Opportunities to raise the question about symptoms are important in identification and treatment and need to be done in a respectful and sensitive manner. HTC information sessions discussing mild haemophilia could be a good starting point, as are regular collaborations between an HTC and a local haemophilia foundation to meet patients in clinic and develop peer support relationships with warm handover from HTC clinicians.

Cultural change is often challenging and Suzanne suggested drawing on the experience of change management in organisations. This approach speaks of ‘bringing everyone with you’, ‘engaging hearts as well as minds’. Change can be promoted by ‘showing how’ with peer support, creation of safe spaces and managing the typical stages that are reactions to change – denial, resistance, anger and grief. And of course the importance of persistence and celebrating small gains. Suzanne emphasised the complexity and art of persuasion in this and how individual cultures will need to approach this differently.

In an evaluation of HFA’s ‘Female Factors’ education resources, 50% of community members had given the resources to health professionals, family and friends and colleagues to educate them. Female Factors resources aim to augment the female voice. Suzanne noted that resources are evidence-based and high quality and include personal stories, tips and self-advocacy strategies shared by women in the community.

Who or what do they trust? The personal story?

There are a number of tools that have worked for women and girls in Australia, including HFA Female Factors resources and the Canadian ‘Let’s Talk Period’ self-assessment tool. The Australian Bleeding Disorders Registry (ABDR) patient card is also standardised nationally to communicate with other health professionals – but we still need to advocate and ensure that women are registered in the ABDR.

Similarly, the evidence about women’s experience is crucial and researchers are currently investigating worldwide to understand how bleeding disorders affect females.

Contributing to the evidence through the ABDR, the PROBE Australia study and other research is vital to inform data going forward.

Suzanne encouraged women to seek support in advocating for themselves and know who their allies are, such as family, partner, friends, health professionals from relevant areas and also connecting with male peers who have become ‘champions’ in the community.

Then looking systemically, Suzanne spoke of changing the conversation at every level; for example, the HFA Council’s commitment that ‘women and girls are a priority issue’. Social media, newsletters, information sessions and awareness campaigns need to repeat the message to the broader community and of course national conferences are an excellent forum for health professionals and community to share information and stories that aim to inform research and ultimately include women and girls alongside their male relatives in what is already a small and rare population.

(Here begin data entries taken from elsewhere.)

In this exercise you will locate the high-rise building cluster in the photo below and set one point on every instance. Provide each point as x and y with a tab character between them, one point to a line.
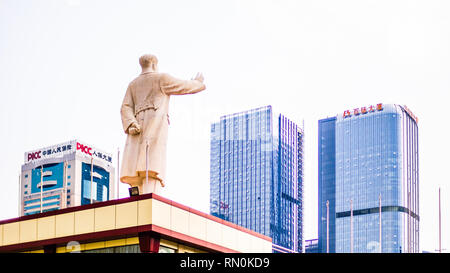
368	178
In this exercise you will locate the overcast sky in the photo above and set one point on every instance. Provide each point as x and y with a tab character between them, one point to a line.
65	66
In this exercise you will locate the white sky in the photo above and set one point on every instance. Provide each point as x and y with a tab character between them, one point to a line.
65	66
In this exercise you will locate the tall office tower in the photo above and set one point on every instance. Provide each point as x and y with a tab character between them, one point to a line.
369	171
257	175
65	175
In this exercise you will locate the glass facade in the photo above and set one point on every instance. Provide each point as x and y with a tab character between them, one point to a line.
375	175
256	174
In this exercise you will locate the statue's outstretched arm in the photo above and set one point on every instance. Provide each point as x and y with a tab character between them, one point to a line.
127	113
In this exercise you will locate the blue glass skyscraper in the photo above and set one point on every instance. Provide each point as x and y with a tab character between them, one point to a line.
256	175
369	171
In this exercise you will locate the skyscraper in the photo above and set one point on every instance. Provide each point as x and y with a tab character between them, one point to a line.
369	170
257	175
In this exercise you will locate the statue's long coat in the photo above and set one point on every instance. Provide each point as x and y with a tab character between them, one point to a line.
147	103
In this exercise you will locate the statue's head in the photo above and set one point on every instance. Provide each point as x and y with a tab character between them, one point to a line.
149	62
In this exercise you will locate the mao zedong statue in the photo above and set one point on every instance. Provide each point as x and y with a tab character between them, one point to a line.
145	120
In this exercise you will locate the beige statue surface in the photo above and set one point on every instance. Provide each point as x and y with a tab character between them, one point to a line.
145	120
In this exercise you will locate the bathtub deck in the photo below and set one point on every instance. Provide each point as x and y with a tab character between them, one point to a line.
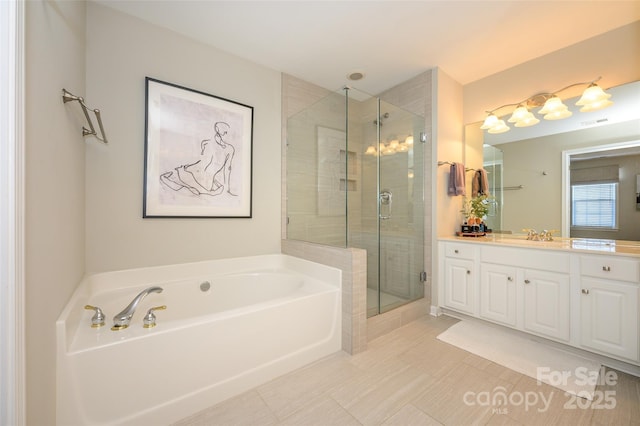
406	377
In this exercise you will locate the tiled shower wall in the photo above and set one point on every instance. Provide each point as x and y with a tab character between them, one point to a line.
353	263
415	96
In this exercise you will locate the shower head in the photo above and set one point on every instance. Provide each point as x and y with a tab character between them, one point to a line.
380	120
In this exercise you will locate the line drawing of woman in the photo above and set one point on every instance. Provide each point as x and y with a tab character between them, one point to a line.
211	174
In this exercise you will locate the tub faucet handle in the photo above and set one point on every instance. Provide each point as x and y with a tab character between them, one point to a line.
150	319
98	318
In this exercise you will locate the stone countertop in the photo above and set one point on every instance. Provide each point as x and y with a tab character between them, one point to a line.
583	245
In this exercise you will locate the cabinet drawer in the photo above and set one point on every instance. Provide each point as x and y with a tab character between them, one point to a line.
610	267
546	260
459	251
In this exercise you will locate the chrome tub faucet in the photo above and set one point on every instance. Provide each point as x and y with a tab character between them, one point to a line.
122	320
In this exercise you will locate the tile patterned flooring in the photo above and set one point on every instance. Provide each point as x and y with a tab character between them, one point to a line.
408	377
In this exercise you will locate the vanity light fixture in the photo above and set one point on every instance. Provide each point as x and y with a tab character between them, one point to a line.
593	99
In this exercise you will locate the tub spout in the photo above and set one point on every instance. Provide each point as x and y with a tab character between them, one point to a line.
122	320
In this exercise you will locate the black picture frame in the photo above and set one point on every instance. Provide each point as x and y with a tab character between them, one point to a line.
198	154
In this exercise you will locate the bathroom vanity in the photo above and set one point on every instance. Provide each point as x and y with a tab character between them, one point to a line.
579	292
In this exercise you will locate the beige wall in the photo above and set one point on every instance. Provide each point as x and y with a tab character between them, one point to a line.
450	148
537	165
121	52
84	199
55	175
614	55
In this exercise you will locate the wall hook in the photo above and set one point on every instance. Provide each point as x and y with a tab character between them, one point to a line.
91	131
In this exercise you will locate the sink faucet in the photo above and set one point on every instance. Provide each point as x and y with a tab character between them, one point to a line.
542	236
122	320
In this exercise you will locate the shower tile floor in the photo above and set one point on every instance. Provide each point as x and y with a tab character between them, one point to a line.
408	377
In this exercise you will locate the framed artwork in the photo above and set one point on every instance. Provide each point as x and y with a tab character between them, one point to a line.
198	154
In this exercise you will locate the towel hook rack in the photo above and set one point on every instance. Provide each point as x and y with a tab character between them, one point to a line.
91	131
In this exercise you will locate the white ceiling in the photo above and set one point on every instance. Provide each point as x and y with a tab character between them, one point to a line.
389	41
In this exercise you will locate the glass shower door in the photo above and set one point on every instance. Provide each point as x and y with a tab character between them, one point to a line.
400	208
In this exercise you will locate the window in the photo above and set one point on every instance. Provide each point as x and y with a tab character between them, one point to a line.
594	205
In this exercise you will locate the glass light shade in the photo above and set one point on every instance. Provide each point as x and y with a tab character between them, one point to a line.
489	122
592	94
371	150
595	106
388	151
558	115
528	120
552	104
520	113
500	127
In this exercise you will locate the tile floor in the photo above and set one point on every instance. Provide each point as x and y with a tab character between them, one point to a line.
408	377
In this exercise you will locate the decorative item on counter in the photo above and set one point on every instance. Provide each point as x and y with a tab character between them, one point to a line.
474	210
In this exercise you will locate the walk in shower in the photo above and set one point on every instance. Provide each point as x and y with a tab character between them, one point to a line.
355	178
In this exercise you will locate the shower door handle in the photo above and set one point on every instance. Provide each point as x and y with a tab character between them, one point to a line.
386	200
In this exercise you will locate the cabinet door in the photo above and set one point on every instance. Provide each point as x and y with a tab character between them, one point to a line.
609	314
546	304
498	293
459	289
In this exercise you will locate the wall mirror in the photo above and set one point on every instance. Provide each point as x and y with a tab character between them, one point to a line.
530	168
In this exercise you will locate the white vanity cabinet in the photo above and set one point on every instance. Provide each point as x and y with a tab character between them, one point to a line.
546	304
588	301
460	288
609	299
526	289
498	293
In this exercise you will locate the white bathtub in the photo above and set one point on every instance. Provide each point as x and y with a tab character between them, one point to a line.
263	316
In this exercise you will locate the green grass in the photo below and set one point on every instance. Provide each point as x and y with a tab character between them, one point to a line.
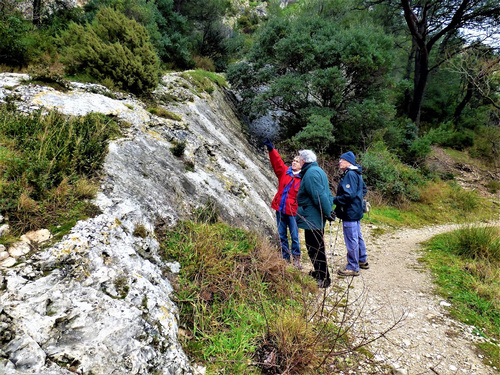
466	268
237	298
203	80
49	166
440	203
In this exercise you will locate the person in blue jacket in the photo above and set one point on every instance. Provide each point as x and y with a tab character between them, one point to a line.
349	209
315	207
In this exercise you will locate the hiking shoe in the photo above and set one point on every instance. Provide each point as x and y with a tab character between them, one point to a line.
296	262
364	265
314	274
346	272
324	283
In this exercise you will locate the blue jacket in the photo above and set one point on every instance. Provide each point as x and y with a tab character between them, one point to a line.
314	198
350	193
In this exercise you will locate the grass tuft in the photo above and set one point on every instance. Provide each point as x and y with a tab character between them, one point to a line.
465	264
47	163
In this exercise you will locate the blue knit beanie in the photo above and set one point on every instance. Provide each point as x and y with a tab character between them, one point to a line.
349	156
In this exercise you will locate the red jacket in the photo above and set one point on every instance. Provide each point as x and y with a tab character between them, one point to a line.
285	200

Collaborations with wider health professional and community networks are crucial for this community, including schools, midwives and general practitioners (GPs) and this can be done by the simple sharing of a personal story in their professional education – to spark discussion and thought about women and girls with bleeding disorders and an evolving area of research.

Women leaders also need safe spaces and structures to connect, network, share skills and create their advocacy community. Bleeding disorders can impact on energy and ability to contribute and many women are also juggling other stressful life issues. We as a community need to consider this risk of burnout and support them to engage with their advocacy journey sustainably. This may be through the support and network of professionals and other women who can empathise with the complexity of their experiences.

Lara Nicholson was assisted by funding from HFA to attend WFH World Congress.